# "Ciao" from Italy



## Bucaniere (Aug 27, 2008)

Hi everyone, I've found this wonderful board and I've passed few day and nights reading and reading...

Now it's time to start write something!

My name is Lorenzo, I'm writing from Tuscany, i sail trough the Med sea (Corse island, Elba and Ligurian sea). 

I'm a new owner of Super Maramu millennium, boat from 2004. I come from 3 years (2005/2008) of Beneteau Oceanis 423, and in April I and my father bring from Hyeres to Viareggio harbour our "Dream", s/v Red Passion. 

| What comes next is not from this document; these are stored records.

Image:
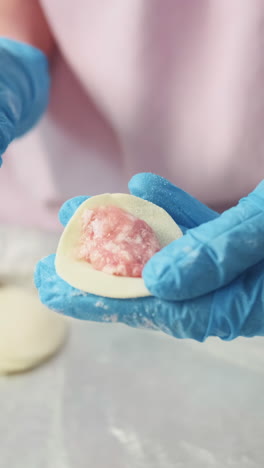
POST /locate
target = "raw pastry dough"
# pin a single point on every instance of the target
(29, 332)
(82, 275)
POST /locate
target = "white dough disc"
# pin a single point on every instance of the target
(29, 332)
(81, 275)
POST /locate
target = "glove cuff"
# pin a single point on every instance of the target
(25, 83)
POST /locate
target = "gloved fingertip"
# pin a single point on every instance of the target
(69, 207)
(158, 279)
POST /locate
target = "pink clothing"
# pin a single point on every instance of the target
(167, 86)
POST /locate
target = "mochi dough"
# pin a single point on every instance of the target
(81, 275)
(29, 332)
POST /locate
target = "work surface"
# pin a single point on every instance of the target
(119, 398)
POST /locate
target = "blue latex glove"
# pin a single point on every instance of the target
(24, 89)
(208, 283)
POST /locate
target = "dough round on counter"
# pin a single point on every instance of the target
(29, 332)
(81, 275)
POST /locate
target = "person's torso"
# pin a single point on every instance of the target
(169, 87)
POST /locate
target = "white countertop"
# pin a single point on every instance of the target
(120, 398)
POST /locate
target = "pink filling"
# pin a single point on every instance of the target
(116, 242)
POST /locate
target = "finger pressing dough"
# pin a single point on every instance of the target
(81, 275)
(29, 332)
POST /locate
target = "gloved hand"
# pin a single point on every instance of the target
(24, 89)
(208, 283)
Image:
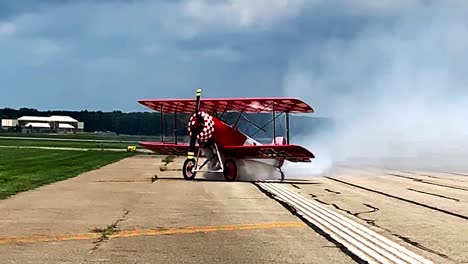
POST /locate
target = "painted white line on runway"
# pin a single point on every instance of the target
(360, 240)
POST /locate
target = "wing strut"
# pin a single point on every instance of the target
(161, 125)
(287, 128)
(274, 122)
(175, 127)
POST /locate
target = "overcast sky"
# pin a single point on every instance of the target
(105, 55)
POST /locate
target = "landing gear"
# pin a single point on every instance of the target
(230, 170)
(188, 169)
(280, 165)
(282, 174)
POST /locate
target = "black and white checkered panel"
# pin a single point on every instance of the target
(208, 128)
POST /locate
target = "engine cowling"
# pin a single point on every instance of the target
(208, 126)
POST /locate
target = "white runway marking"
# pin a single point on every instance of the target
(360, 240)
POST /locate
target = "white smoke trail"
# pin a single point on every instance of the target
(398, 90)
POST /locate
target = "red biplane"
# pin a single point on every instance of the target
(223, 145)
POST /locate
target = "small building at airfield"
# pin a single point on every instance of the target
(50, 124)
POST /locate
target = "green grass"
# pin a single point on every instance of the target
(86, 135)
(62, 143)
(25, 169)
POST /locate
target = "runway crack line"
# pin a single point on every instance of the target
(107, 231)
(319, 231)
(434, 194)
(372, 223)
(428, 182)
(356, 240)
(464, 217)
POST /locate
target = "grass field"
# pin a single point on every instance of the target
(62, 143)
(25, 169)
(91, 136)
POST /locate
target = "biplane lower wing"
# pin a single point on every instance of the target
(167, 148)
(293, 153)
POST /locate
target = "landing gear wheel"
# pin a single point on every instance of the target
(230, 170)
(187, 169)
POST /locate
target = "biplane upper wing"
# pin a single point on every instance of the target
(293, 153)
(167, 148)
(247, 105)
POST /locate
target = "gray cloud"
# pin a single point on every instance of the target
(390, 72)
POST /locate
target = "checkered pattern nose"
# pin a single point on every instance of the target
(208, 127)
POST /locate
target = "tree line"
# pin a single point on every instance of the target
(149, 123)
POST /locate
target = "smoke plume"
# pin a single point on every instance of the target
(397, 90)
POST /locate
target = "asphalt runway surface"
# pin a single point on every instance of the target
(134, 212)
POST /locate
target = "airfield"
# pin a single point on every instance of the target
(140, 210)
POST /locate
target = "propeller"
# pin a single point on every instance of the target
(199, 127)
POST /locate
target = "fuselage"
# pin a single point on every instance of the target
(215, 130)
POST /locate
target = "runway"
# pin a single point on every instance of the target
(133, 212)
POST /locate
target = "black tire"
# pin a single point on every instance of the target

I try to write in English but pls sorry for mistakes.

Fair winds, Lorenzo.


----------



## camaraderie (May 22, 2002)

Ciao Lorenzo and welcome aboard. Your Amel is a wonderful boat and I'm sure you know that! No worries about language...lots of us speak Italian...pizza, lasagna, cannoli etc.!


----------



## TSOJOURNER (Dec 16, 1999)

Lorenzo,
Welcome to Sailnet. We're glad to have a new member from your fine country.


----------



## Stillraining (Jan 11, 2008)

Welcome Aboard ...Ciao...I looked at a Super Maramu...decided I couldn't afford it..


----------



## CharlieCobra (May 23, 2006)

Super Maramu, nice boats, out of my range too. Welcome aboard.


----------